The temperature was dropping again, this time not from the sadness in the room, but from the winter winds kicking up outside. Ser Davos finished the rest of his ale, and clapped his hand on Gendry's shoulder.
"Go on, grab your stuff. We'll head inside for your first lesson."
"What?" Gendry grimaced as he choked on the ruminates of ale in his mug. "You're going to teach me to read?"
"Yeah," the knight replied. "It'll be fun."
The armorer gestured to the forge still warm from the coals. "There's a war on, and I have work to do."
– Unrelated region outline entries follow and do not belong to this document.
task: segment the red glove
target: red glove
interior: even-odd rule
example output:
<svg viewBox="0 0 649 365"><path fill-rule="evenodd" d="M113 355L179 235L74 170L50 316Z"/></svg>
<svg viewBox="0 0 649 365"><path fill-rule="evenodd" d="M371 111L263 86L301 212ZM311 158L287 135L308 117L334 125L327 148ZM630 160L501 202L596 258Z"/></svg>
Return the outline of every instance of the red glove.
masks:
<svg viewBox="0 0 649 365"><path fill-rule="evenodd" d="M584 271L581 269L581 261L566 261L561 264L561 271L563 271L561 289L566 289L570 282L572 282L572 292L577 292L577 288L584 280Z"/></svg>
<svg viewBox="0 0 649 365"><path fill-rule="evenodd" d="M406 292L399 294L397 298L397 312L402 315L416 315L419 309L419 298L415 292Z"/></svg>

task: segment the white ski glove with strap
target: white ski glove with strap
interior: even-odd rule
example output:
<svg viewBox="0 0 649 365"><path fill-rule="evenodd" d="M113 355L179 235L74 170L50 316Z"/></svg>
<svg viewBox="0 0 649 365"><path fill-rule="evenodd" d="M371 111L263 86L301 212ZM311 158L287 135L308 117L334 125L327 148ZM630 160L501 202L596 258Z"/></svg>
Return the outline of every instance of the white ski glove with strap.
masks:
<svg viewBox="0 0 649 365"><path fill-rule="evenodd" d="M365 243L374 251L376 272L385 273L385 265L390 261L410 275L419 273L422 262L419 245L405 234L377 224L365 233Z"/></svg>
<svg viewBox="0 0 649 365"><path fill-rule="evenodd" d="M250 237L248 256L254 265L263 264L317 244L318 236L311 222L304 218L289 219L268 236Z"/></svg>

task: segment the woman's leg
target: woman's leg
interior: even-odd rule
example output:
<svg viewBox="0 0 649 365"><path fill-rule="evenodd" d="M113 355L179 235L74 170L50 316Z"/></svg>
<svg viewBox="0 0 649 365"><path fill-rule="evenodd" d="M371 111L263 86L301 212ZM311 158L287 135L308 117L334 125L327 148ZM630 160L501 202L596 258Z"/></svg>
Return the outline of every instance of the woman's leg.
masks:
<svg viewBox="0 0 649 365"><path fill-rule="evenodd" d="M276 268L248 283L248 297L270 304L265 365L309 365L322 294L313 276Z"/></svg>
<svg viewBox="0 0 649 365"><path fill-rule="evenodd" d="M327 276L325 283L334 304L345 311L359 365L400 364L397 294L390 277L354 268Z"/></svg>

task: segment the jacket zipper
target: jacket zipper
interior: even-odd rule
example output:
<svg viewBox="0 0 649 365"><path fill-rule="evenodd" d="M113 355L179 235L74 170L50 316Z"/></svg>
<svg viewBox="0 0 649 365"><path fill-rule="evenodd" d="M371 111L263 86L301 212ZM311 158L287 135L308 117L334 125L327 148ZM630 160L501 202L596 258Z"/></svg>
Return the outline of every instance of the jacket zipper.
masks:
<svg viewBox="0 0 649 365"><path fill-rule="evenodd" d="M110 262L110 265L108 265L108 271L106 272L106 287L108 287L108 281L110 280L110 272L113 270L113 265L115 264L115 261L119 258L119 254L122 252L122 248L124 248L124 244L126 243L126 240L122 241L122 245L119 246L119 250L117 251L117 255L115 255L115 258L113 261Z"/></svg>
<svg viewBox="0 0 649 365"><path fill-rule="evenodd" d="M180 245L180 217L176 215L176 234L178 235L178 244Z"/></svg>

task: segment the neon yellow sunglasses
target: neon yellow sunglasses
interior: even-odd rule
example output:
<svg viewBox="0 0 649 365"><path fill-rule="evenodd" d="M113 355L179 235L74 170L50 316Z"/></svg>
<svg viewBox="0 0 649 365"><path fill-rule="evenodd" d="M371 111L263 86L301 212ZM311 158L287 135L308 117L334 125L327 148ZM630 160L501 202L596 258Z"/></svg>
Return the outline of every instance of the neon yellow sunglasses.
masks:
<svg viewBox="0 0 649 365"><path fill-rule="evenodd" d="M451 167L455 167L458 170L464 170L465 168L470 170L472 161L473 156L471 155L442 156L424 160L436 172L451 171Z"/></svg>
Ser Davos wasn't leaving any room for discussion. He reached over and picked up Gendry's leathers. "It's easy," he said, remembering how it hadn't seemed easy at the time. "You're younger than me when I learned. You'll pick up fast."
"I wouldn't know where to start," Gendry protested.
Ser Davos rolled his eyes. "You Baratheons are a stubborn lot. You know the story of Ageon the Conqueror?" Gendry shook his head yes. "Good, we'll start with 'Aegon' and work our way from there."
Reading? Writing? If it wasn't too late for the Onion Knight to learn, then maybe it would be a good thing for Gendry to learn too. He thought of little Princess Shireen, teaching the older man to read in the thin light of a dungeon.
The two men walked through the castle and up the stairs to the library, where Ser Davos retrieved what he said was A History of Aegon the Conqueror. Placing the book on a table with several candles, the knight gestured to the chairs. "Let's start at the beginning, shall we?"